Many people find physicalism an inhumane, philistine view. I wish I could dispel that idea. What underlies it, I suspect, is the ‘nothing but’ thought: If we are nothing but matter, then where is our specialness, our value, our subjectivity?
But why does it matter what we are made of? Suppose we were immaterial souls instead of physical beings. Would that make us special? Why? Couldn’t we still worry that we were nothing but soul stuff?
So where does our specialness come from? Perhaps our physical bodies are infused with a nonphysical essence that confers subjectivity and value? But that suggestion explains nothing at all. It’s just saying that are special because we possess an intrinsic specialness.

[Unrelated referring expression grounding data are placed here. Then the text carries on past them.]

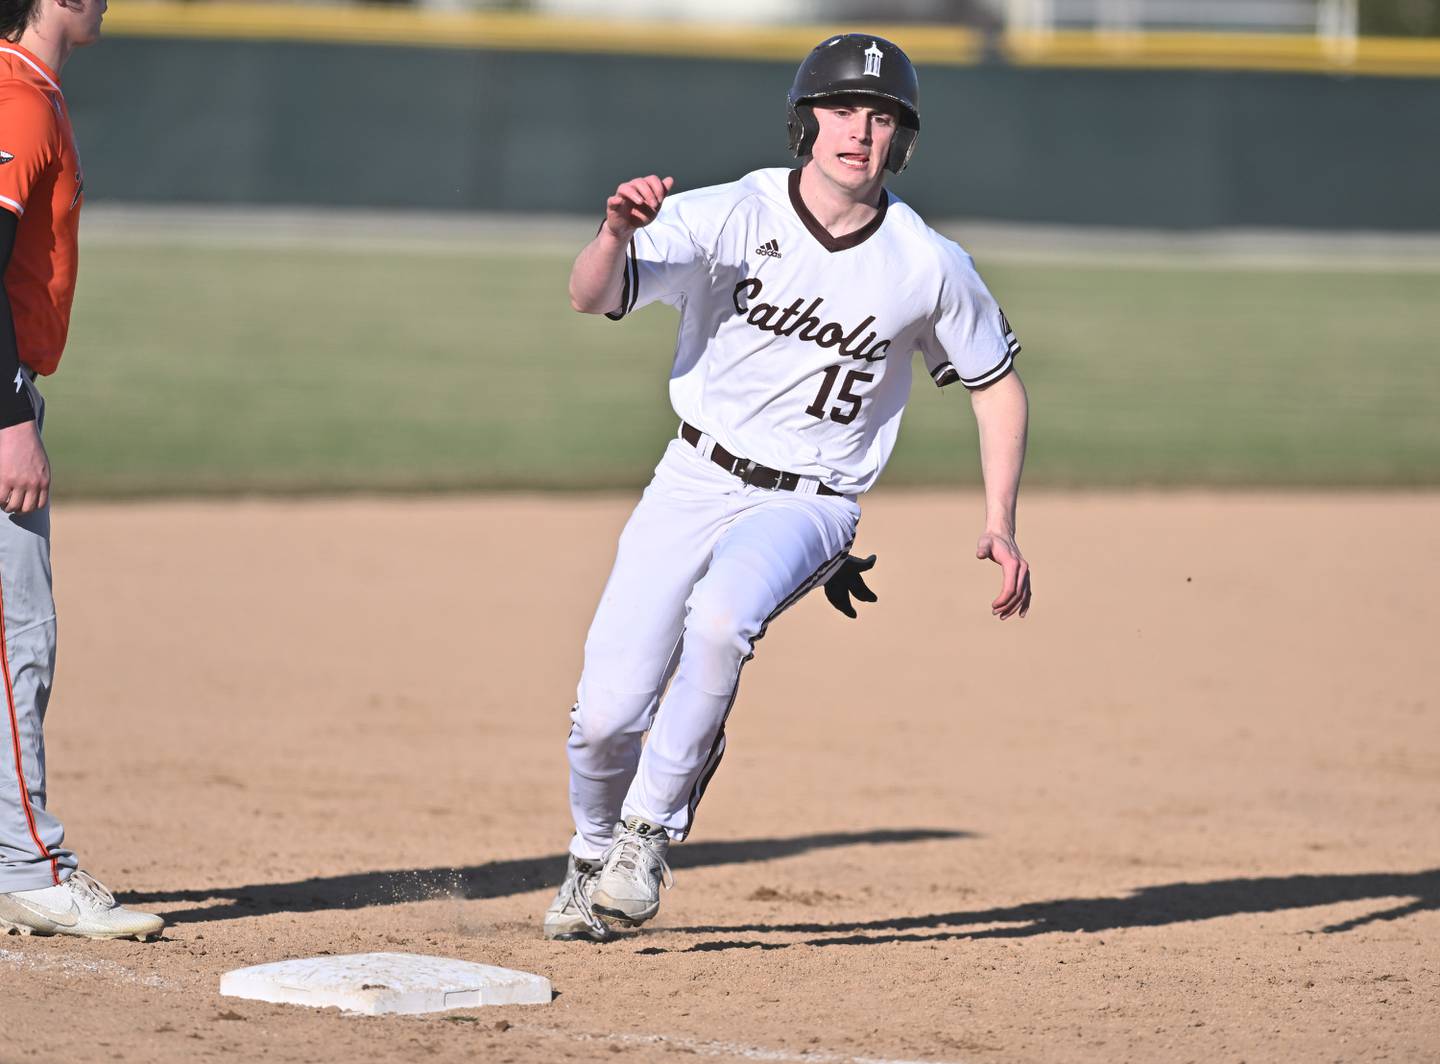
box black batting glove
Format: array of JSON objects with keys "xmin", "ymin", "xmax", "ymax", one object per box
[{"xmin": 824, "ymin": 553, "xmax": 878, "ymax": 619}]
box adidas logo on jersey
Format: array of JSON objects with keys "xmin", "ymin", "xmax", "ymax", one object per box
[{"xmin": 754, "ymin": 239, "xmax": 782, "ymax": 258}]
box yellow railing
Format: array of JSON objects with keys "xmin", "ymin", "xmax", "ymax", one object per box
[
  {"xmin": 100, "ymin": 4, "xmax": 982, "ymax": 62},
  {"xmin": 102, "ymin": 3, "xmax": 1440, "ymax": 77},
  {"xmin": 1004, "ymin": 29, "xmax": 1440, "ymax": 77}
]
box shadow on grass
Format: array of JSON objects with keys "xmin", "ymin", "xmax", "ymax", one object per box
[
  {"xmin": 638, "ymin": 868, "xmax": 1440, "ymax": 953},
  {"xmin": 119, "ymin": 828, "xmax": 970, "ymax": 926}
]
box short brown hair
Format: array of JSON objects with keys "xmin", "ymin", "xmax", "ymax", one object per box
[{"xmin": 0, "ymin": 0, "xmax": 41, "ymax": 43}]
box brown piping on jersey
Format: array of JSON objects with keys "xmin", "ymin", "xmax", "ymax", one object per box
[
  {"xmin": 732, "ymin": 277, "xmax": 892, "ymax": 363},
  {"xmin": 605, "ymin": 236, "xmax": 639, "ymax": 321},
  {"xmin": 787, "ymin": 168, "xmax": 889, "ymax": 253}
]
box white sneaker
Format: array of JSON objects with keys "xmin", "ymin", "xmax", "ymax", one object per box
[
  {"xmin": 591, "ymin": 816, "xmax": 673, "ymax": 927},
  {"xmin": 0, "ymin": 870, "xmax": 165, "ymax": 941},
  {"xmin": 542, "ymin": 855, "xmax": 612, "ymax": 942}
]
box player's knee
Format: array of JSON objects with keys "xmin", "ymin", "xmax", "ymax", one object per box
[
  {"xmin": 569, "ymin": 712, "xmax": 642, "ymax": 755},
  {"xmin": 569, "ymin": 689, "xmax": 652, "ymax": 752}
]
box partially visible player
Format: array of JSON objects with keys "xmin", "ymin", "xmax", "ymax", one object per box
[
  {"xmin": 543, "ymin": 34, "xmax": 1031, "ymax": 941},
  {"xmin": 0, "ymin": 0, "xmax": 164, "ymax": 940}
]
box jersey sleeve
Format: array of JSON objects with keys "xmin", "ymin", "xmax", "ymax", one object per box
[
  {"xmin": 0, "ymin": 83, "xmax": 58, "ymax": 219},
  {"xmin": 916, "ymin": 243, "xmax": 1021, "ymax": 390},
  {"xmin": 605, "ymin": 192, "xmax": 714, "ymax": 321}
]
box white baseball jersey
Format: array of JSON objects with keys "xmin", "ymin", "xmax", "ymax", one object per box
[{"xmin": 608, "ymin": 167, "xmax": 1020, "ymax": 495}]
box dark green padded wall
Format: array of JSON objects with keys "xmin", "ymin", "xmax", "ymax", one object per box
[{"xmin": 63, "ymin": 38, "xmax": 1440, "ymax": 229}]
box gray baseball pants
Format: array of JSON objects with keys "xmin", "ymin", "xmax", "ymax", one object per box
[{"xmin": 0, "ymin": 376, "xmax": 75, "ymax": 892}]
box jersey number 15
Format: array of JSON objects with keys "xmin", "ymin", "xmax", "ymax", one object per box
[{"xmin": 805, "ymin": 365, "xmax": 874, "ymax": 426}]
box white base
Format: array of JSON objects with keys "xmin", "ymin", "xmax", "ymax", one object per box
[{"xmin": 219, "ymin": 952, "xmax": 552, "ymax": 1015}]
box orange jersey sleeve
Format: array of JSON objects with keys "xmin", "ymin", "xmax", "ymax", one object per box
[{"xmin": 0, "ymin": 81, "xmax": 59, "ymax": 219}]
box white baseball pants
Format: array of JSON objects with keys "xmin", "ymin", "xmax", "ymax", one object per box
[{"xmin": 566, "ymin": 435, "xmax": 859, "ymax": 860}]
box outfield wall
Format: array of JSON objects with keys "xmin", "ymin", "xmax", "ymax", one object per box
[{"xmin": 65, "ymin": 36, "xmax": 1440, "ymax": 230}]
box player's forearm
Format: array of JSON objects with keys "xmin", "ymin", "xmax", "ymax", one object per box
[
  {"xmin": 569, "ymin": 227, "xmax": 631, "ymax": 314},
  {"xmin": 970, "ymin": 370, "xmax": 1028, "ymax": 536}
]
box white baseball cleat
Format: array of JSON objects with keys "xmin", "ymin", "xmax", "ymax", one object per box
[
  {"xmin": 0, "ymin": 870, "xmax": 165, "ymax": 942},
  {"xmin": 543, "ymin": 855, "xmax": 613, "ymax": 942},
  {"xmin": 590, "ymin": 816, "xmax": 673, "ymax": 927}
]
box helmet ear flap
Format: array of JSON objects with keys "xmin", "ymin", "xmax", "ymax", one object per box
[
  {"xmin": 786, "ymin": 102, "xmax": 820, "ymax": 160},
  {"xmin": 886, "ymin": 126, "xmax": 919, "ymax": 175}
]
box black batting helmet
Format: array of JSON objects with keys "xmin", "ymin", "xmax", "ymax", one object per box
[{"xmin": 786, "ymin": 34, "xmax": 921, "ymax": 175}]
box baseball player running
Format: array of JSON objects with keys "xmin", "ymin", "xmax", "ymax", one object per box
[
  {"xmin": 0, "ymin": 0, "xmax": 164, "ymax": 940},
  {"xmin": 545, "ymin": 34, "xmax": 1031, "ymax": 941}
]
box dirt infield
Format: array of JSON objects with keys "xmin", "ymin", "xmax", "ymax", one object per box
[{"xmin": 3, "ymin": 491, "xmax": 1436, "ymax": 1063}]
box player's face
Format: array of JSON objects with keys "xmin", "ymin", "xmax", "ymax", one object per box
[
  {"xmin": 808, "ymin": 97, "xmax": 899, "ymax": 198},
  {"xmin": 56, "ymin": 0, "xmax": 107, "ymax": 48}
]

I think there’s a better way of looking at it. It’s not the stuff we’re made of that matters, nor some essence within it. It’s the way the stuff is organized. Is Michelangelo’s David ‘nothing but marble’? Yes; there’s no extra ingredient or special essence. But it’s marble shaped in a meaningful way by the hands of a great creative artist. And we are matter shaped in a meaningful way by billions of years of natural experimentation and selection.
It’s this billion-year heritage of natural design that has endowed us with the sensitivities and reactive dispositions that underpin our sense of value and subjectivity. We’re matter that nature has made special — and we’re beginning to understand how nature did it.